Goldman Sachs Group has experienced a significant shift in its ranking as the leading mergers and acquisitions adviser globally. For the first time in five years, Goldman Sachs has lost its top position to JPMorgan Chase & Co. According to Bloomberg data, JPMorgan now holds the coveted No. 1 spot, boasting a 22.5% market share with credits on $284 billion worth of deals. Meanwhile, Goldman Sachs has slipped to second place, securing an 18.8% market share with its involvement in $237 billion worth of transactions.
This change in rankings comes amidst a challenging period for the M&A landscape, with global deal volumes plummeting by 42% this year to $1.3 trillion. The decline has resulted in diminished fees and has prompted major job cuts across Wall Street. In line with the industry trend, Goldman Sachs recently announced the elimination of 125 managing director positions as part of cost-saving measures. This marks the bank’s third round of job cuts within a year.
Valeriya Vitkova, a senior lecturer at City University of London’s Bayes Business School, points to the reduced number of megadeals as a contributing factor to the shifts in league table rankings. She highlights a structural shift in the types of M&A deals being announced and ponders whether this decline will persist or if it is merely a temporary shift.
Although league table rankings may hold less significance in a year with declining deal volumes, Goldman Sachs has a track record of reclaiming the top spot. In 2018, despite trailing behind Morgan Stanley at mid-year, Goldman Sachs emerged victorious by year-end. Bloomberg data reveals that there have been only three instances in the past two decades when Goldman Sachs did not secure the No. 1 ranking globally for a full year.

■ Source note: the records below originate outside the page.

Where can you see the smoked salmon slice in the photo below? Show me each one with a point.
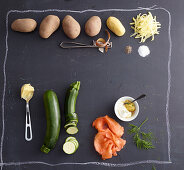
(108, 140)
(103, 123)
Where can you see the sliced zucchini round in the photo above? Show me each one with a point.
(76, 143)
(72, 130)
(70, 138)
(69, 148)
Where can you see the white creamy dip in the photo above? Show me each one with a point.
(122, 110)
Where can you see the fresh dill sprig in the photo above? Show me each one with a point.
(141, 139)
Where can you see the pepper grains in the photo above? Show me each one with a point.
(128, 49)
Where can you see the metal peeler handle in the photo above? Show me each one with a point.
(28, 128)
(75, 45)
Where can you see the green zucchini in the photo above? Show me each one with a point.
(71, 145)
(53, 118)
(71, 117)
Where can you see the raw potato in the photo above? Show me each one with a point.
(115, 26)
(24, 25)
(49, 25)
(71, 27)
(93, 26)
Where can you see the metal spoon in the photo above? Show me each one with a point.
(140, 97)
(27, 97)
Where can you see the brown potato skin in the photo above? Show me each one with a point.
(71, 27)
(48, 26)
(93, 26)
(24, 25)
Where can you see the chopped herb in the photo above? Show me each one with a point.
(153, 167)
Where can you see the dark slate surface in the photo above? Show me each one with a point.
(104, 78)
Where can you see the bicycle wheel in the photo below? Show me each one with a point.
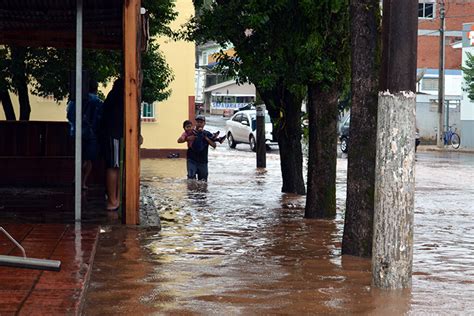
(455, 140)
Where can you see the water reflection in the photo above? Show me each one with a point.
(236, 245)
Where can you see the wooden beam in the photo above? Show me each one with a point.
(131, 49)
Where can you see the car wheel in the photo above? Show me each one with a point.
(231, 141)
(253, 143)
(344, 145)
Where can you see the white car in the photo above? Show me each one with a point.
(242, 128)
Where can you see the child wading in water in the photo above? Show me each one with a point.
(189, 134)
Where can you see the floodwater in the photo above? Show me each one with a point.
(237, 245)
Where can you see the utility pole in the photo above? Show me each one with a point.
(440, 141)
(261, 146)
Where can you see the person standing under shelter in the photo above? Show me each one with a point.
(197, 154)
(91, 115)
(112, 138)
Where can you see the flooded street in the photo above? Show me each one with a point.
(237, 245)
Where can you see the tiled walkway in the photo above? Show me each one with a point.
(26, 291)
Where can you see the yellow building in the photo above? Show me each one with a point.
(163, 126)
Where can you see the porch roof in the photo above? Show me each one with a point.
(52, 23)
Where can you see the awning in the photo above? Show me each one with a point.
(53, 23)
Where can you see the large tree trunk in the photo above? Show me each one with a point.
(392, 256)
(395, 191)
(7, 104)
(365, 40)
(322, 115)
(288, 134)
(20, 81)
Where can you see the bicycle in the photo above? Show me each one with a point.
(452, 138)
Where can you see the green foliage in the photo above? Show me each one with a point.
(469, 76)
(279, 42)
(156, 76)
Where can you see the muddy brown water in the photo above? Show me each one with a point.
(237, 245)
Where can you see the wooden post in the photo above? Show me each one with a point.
(131, 49)
(392, 252)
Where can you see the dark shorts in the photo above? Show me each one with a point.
(197, 169)
(112, 152)
(89, 149)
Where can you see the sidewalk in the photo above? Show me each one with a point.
(27, 291)
(427, 148)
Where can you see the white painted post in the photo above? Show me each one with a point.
(78, 102)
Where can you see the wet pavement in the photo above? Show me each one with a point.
(237, 245)
(38, 292)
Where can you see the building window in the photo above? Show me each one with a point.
(429, 84)
(426, 10)
(148, 112)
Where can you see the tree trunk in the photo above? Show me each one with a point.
(20, 81)
(288, 134)
(392, 253)
(365, 42)
(392, 257)
(322, 116)
(7, 105)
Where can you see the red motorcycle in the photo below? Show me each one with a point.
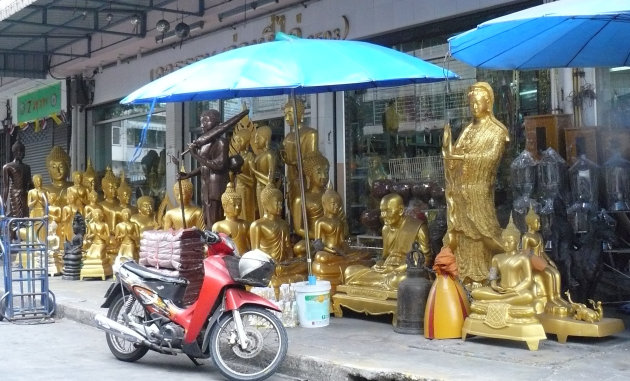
(233, 326)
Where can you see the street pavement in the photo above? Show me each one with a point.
(357, 349)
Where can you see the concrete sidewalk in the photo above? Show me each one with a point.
(360, 349)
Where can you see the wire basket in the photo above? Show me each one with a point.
(421, 168)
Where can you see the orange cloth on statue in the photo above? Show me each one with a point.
(447, 305)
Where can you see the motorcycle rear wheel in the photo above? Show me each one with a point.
(122, 349)
(267, 349)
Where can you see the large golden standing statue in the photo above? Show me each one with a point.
(309, 141)
(470, 170)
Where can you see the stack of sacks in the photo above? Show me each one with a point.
(175, 253)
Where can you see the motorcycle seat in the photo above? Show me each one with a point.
(148, 274)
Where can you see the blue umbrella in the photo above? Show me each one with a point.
(564, 33)
(290, 65)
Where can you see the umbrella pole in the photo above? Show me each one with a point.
(311, 278)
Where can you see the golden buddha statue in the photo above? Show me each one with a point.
(546, 274)
(58, 165)
(235, 227)
(336, 255)
(470, 171)
(35, 198)
(80, 191)
(245, 179)
(309, 141)
(264, 163)
(270, 233)
(505, 309)
(96, 263)
(374, 290)
(145, 218)
(127, 234)
(192, 213)
(316, 174)
(110, 206)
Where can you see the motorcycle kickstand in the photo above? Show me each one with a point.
(194, 360)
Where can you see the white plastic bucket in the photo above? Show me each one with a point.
(313, 303)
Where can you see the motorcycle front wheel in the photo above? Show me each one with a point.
(121, 348)
(267, 345)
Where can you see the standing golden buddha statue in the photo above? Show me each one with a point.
(264, 163)
(470, 168)
(270, 233)
(309, 141)
(145, 218)
(193, 214)
(58, 165)
(235, 227)
(245, 179)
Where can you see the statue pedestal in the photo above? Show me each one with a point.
(371, 301)
(530, 333)
(564, 327)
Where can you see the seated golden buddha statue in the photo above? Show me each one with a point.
(58, 165)
(546, 274)
(193, 214)
(96, 263)
(316, 175)
(505, 309)
(270, 233)
(374, 290)
(336, 255)
(80, 192)
(235, 227)
(145, 218)
(127, 234)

Representatives for both Goldman Sachs and JPMorgan declined to comment on the change in rankings. Other banks, such as Guggenheim and Centerview Partners, have also witnessed notable fluctuations in their rankings. Guggenheim, which ranked 57th in 2022, has soared to 9th place thanks to its involvement in advising Pfizer on the $43 billion acquisition of cancer drugmaker Seagen. Centerview Partners, on the other hand, experienced a nine-spot jump due to its advisory role in the Seagen deal.
The league table ranking serves as an indicator of a bank’s engagement in the M&A advisory business, which directly affects revenues and profits. As a result, senior executives are likely to closely monitor these rankings. The Australian investment bank of Credit Suisse has also seen its fortunes decline, with its senior banker count dwindling as global layoffs commence.
Despite the current landscape, Goldman Sachs remains optimistic about its prospects and the potential to reclaim the top M&A advisory ranking by the end of the year. The ultimate outcome will be determined by market dynamics and the resurgence of deal activity in the coming months.